Late-onset X-linked Chronic Granulomatous Disease in a Female Carrier: Therapeutic Role of Interferon-γ and Hematopoietic Stem Cell Transplantation

X-linked Chronic Granulomatous Disease (CGD) is a rare inherited immunodeficiency characterized by early life-threatening infections from bacteria and fungi in male children. Female carriers of X-linked CGD usually do not develop any manifestations of the disease, yet in rare cases they may present with CGD-related manifestations due to skewed X chromosome inactivation, even in advanced age.
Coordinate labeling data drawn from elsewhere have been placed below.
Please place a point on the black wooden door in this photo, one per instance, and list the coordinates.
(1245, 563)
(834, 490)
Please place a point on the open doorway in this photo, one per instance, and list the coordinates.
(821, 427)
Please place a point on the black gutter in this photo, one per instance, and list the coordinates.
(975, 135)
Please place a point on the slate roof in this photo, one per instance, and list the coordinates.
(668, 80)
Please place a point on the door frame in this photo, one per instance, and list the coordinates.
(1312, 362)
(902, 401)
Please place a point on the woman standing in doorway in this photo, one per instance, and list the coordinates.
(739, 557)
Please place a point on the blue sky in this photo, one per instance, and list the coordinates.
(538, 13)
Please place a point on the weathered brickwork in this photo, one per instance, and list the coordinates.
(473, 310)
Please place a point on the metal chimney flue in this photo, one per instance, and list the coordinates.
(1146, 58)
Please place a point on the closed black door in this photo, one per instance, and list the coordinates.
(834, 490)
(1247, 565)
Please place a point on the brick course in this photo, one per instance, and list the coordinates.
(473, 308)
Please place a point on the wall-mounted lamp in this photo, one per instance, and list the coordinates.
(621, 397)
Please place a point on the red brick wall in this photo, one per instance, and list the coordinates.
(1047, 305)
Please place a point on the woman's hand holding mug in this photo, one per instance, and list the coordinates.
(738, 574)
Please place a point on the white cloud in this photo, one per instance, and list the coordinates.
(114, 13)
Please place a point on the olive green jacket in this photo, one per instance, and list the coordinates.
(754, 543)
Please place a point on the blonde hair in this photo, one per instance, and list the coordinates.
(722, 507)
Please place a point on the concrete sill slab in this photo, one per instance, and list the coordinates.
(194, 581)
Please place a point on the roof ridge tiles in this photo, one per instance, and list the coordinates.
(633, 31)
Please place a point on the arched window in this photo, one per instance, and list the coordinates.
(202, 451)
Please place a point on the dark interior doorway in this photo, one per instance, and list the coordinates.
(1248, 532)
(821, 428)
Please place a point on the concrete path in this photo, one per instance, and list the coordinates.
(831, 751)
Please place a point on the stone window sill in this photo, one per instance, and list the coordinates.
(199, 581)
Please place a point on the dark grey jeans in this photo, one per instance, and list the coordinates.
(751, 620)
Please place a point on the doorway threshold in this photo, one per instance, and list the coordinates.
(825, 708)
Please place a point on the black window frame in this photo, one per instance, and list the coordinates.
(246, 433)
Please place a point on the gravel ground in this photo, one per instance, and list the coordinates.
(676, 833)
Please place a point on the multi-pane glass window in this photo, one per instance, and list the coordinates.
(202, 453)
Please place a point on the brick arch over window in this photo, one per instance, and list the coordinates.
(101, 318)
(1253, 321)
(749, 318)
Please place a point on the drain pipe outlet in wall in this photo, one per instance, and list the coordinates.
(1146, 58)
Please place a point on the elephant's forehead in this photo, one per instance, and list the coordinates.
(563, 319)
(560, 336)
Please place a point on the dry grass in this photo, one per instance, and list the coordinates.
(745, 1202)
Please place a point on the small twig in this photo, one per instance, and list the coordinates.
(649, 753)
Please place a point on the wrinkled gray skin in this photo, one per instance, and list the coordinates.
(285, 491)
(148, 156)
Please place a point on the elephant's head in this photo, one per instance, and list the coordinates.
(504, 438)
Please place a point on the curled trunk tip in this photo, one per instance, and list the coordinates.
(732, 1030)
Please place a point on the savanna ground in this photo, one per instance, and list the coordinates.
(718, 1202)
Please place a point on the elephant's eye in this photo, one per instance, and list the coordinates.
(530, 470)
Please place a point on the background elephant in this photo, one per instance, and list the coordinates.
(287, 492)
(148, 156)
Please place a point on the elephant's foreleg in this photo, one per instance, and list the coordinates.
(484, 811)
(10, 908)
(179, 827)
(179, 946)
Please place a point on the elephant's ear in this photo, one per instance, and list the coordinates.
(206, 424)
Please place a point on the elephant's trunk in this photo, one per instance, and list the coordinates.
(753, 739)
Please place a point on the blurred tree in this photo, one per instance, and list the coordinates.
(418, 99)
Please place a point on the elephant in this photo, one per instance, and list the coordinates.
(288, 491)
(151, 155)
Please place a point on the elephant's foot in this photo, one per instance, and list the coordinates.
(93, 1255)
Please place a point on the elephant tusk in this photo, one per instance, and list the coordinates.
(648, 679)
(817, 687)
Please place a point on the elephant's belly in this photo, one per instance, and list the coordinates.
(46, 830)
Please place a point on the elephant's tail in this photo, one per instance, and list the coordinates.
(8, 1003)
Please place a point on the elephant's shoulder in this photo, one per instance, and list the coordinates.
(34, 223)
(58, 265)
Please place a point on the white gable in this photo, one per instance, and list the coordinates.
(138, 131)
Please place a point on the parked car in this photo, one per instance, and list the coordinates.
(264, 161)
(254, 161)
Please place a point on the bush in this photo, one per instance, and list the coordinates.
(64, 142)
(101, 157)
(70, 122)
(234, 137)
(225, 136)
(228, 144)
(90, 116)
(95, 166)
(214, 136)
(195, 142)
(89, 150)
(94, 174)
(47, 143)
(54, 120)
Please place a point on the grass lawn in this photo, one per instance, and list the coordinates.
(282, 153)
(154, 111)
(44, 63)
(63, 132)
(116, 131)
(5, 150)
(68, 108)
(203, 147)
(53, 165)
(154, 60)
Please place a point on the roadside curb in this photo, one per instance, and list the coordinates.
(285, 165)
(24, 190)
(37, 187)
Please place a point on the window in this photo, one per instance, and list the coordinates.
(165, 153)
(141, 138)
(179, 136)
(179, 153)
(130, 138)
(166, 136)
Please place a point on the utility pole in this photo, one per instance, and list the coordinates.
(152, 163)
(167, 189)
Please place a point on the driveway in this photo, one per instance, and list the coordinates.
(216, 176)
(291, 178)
Here, we report the case of a 49-year-old woman with no history of previous frequent or severe infections, who presented acutely with life-threatening bilateral pneumonia caused by Nocardia asteroides and was eventually diagnosed with late-onset X-linked CGD due to skewed X chromosome inactivation in white blood cells. Treatment with interferon-γ as a rescue therapy resulted in normalization of the intensity of the oxidative burst in the residual positive cells and resolution of the infection, which was otherwise resistant to conventional treatments. After discharge, however, recurrent severe pulmonary infections despite prophylactic treatments as well as appearance of granulomatous colitis led to considering definitive treatment. Hematopoietic stem cell transplantation from unaffected HLA-identical brother using a non-myeloablative conditioning protocol with intravenous busulfan followed by high-dose peripheral blood stem cell graft and post-transplant cyclophosphamide was successfully performed. After three years of follow-up, white blood cell chimerism remained stable with about 60% donor cells in the myeloid lineage, with no further infections and no recurrence of inflammatory bowel disease.